I think it demonstrates how important models are to collectors going through unimaginable times. Our heart is with her.Another collector, Lauren Tague says:
"I am so grateful that I held onto my collection (and that my parents didn't insist that I get rid of them) when I first went to college. My horses each have a story--I look back at them and I don't just see models: I see birthdays, family celebrations, special events.... I remember what was going on in my life and the people who helped me get each model. Even if a model reminds me of a difficult season in life, it represents a bright spot within it.
Although I have sold or donated some models that I simply didn't care for, I have always kept the core of my herd. That said, I have also gone through the very deep, very real pain of selling particularly special models only to realize too late how special they were.

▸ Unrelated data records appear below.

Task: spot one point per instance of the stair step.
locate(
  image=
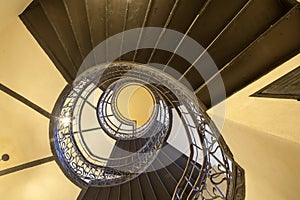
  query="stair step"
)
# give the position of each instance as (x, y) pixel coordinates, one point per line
(57, 15)
(208, 25)
(77, 13)
(40, 27)
(147, 189)
(265, 53)
(238, 34)
(125, 191)
(158, 186)
(136, 190)
(157, 17)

I've gone through phases of getting bright ideas like "I'm not collecting this mold, or I'm getting rid of this type of model"... but I am also starting to understand that the older I get, I look at my models differently.
Just the other day, I was looking at some models that I had set aside to potentially give to a young cousin. Now, of course I'm all for spreading the Breyer bug, and these were models I'd had set aside for more than a year and didn't think I'd miss. But I picked up "Pine," the Shetland Pony, looked at her sassy expression...and a wry smile spread across my face. I remembered the stories I used to act out with my models as a kid, and the specific role she'd had in them. I admired her very nice 90's bi-eyes. I didn't even care that she is scratched up or is on a mold I don't particularly like. I kept smiling and put her right back over with my collection! Even though about half of the herd has to be in storage right now, as I'm out of room, it's not worth giving up her memories."

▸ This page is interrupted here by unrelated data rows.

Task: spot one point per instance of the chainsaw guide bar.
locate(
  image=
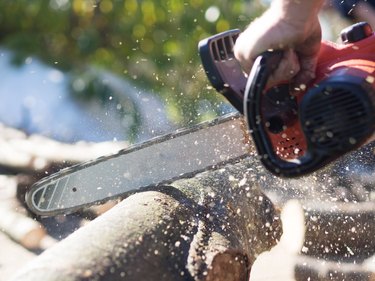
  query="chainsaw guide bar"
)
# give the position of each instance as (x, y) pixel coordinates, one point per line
(183, 153)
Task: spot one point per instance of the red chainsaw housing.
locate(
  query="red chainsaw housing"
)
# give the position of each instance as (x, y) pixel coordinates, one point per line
(355, 60)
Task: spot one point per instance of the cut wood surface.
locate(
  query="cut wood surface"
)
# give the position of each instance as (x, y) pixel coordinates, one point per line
(210, 227)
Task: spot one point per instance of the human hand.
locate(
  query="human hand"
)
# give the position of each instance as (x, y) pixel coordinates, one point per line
(290, 26)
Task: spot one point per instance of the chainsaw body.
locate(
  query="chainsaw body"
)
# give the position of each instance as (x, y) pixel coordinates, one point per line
(298, 134)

You are spot-on, Lauren, and I think that's an important message both for collectors and everyone who has a collector in their life. Our collections really do provide emotional support, particularly for those of us who are introverted. If something happens to them, we grieve. When we get a new addition, we celebrate. And for concerned relatives, don't worry. We've never known a collector who has starved or lost their home because they spent that money on models. We're not addicts; we have a healthy hobby. (Maybe you should worry more about that relative who is collecting guns or knives?)

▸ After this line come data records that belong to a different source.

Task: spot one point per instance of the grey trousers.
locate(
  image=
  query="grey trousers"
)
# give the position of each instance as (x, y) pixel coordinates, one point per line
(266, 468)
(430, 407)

Instead, what we have is a safe, healthy escape from the bad news in the world and in our lives that so many people need and can't find. If you're a collector, you know just what I mean. An hour spent among our collection, enjoying different models, recalling their memories and appreciating them for what they are, can be very refreshing and encouraging.
If you're not a collector but know one, appreciate that they have this beautiful way to care for themselves when times are difficult, and to celebrate their successes. They help us remain well-adjusted and resilient through the craziness of life. I always say, "No model horse collector ever started a war." [Maybe we should send model horses to world leaders?] During an emotional time, you can show them you understand and care by bringing them a model for their herd. It could be a new model from our site or a local store, or something you find at a flea market, it doesn't matter. It doesn't even matter if they already have the exact same model. Not only will they appreciate that you understand the concept of Pony Therapy, but you will have just added to the positive memories that their collection stores up to be used during troubled times.